Seit Anfang 2008 hatten beim drittgrößten europäischen Telekommunikationsunternehmen den Gewerkschaften zufolge 24 Mitarbeiter Selbstmord begangen, und 13 weitere Mitarbeiter versucht, sich das Leben zu nehmen. Der Sparkurs des Unternehmens sowie Jobverlagerungen sollen die Auslöser gewesen sein.

Wenes galt als Urheber dieser Maßnahmen, die von Gewerkschaften als Ursache einer zunehmenden Belastung der Mitarbeiter gesehen werden.
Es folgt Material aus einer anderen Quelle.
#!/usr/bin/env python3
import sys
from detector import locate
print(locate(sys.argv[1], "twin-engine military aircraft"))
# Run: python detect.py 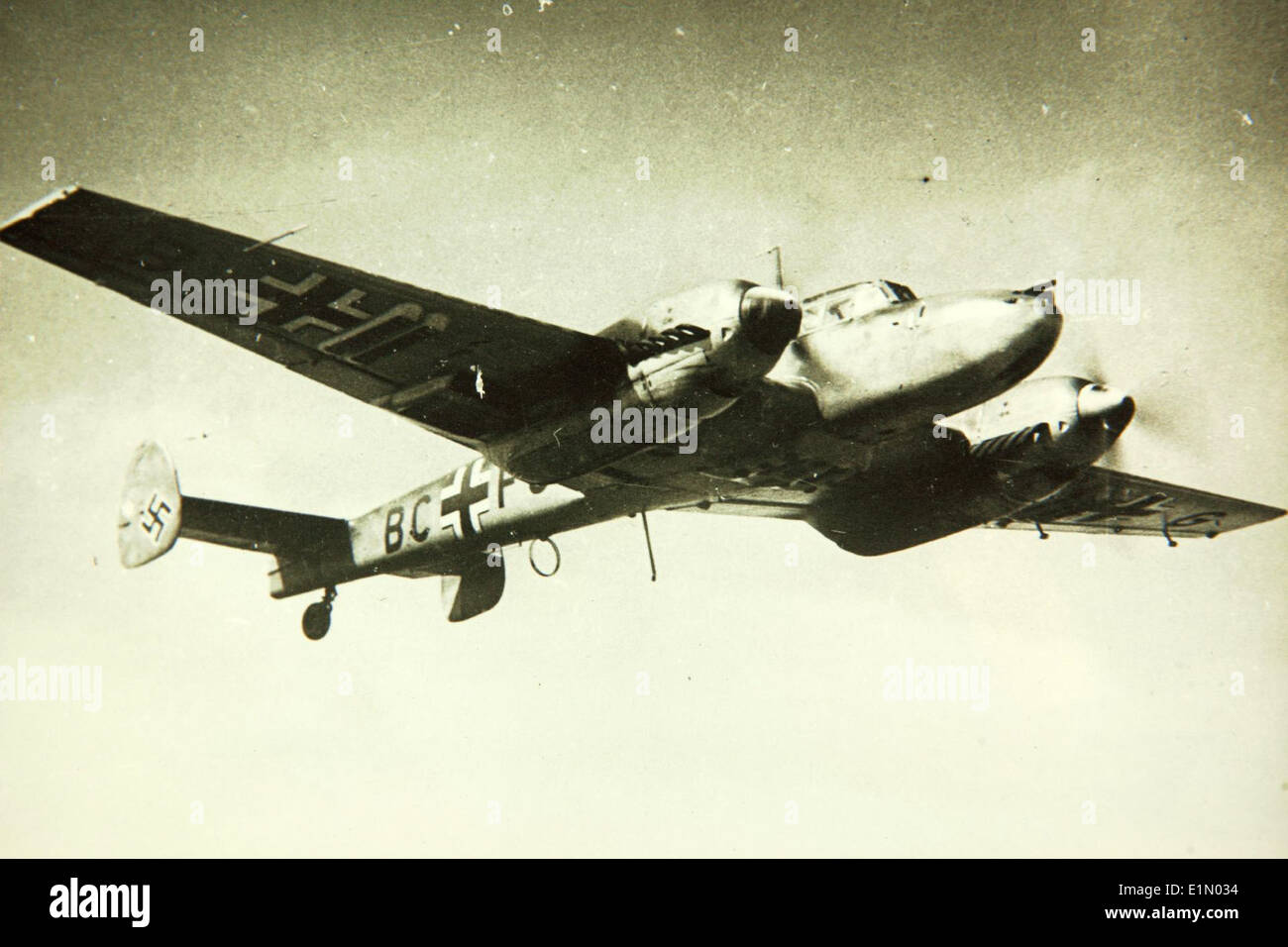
[0,187,1284,639]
Vor Kurzem hatte Wenes für heftige Kritik gesorgt, als er in einem Interview sagte, die Selbstmorde beträfen nur eine Handvoll Leute, die nicht flexibel gewesen seien.

Die Gewerkschaften riefen für diese Woche zu einem zweitägigen Streik auf, um gegen die Arbeitsbedingungen bei France Telecom zu protestieren. Sie forderten ein Ende aller Restrukturierungsmaßnahmen und eine Verbesserung der Arbeitsbedingungen durch zusätzliches Personal.

Analysten warnen indes, dass solche Schritte die Sparziele des Unternehmens gefährden könnten. Der Konzern will seine Kosten bis 2011 um 1,7 Milliarden Euro senken.

Die Ernennung Richards, der früher ein Spitzenamt als Wirtschaftsminister innehatte, könnte darauf hindeuten, dass die Regierung künftig eine aktivere Rolle bei France Telecom spielen will. Der Staat ist mit einer Beteiligung von 27 Prozent immer noch größter Anteilseigner des ehemaligen Staatskonzerns.

Richard gilt auch als Anwärter auf den Chefposten bei France Telecom. Vergangene Woche forderten einige Gewerkschaftsführer und linke politische Parteien bereits den Rücktritt von Konzernchef Didier Lombard, nachdem sich ein Unternehmensmitarbeiter von einer Brücke gestürzt hatte. Die Regierung sprach Lombard jedoch ihr volles Vertrauen aus.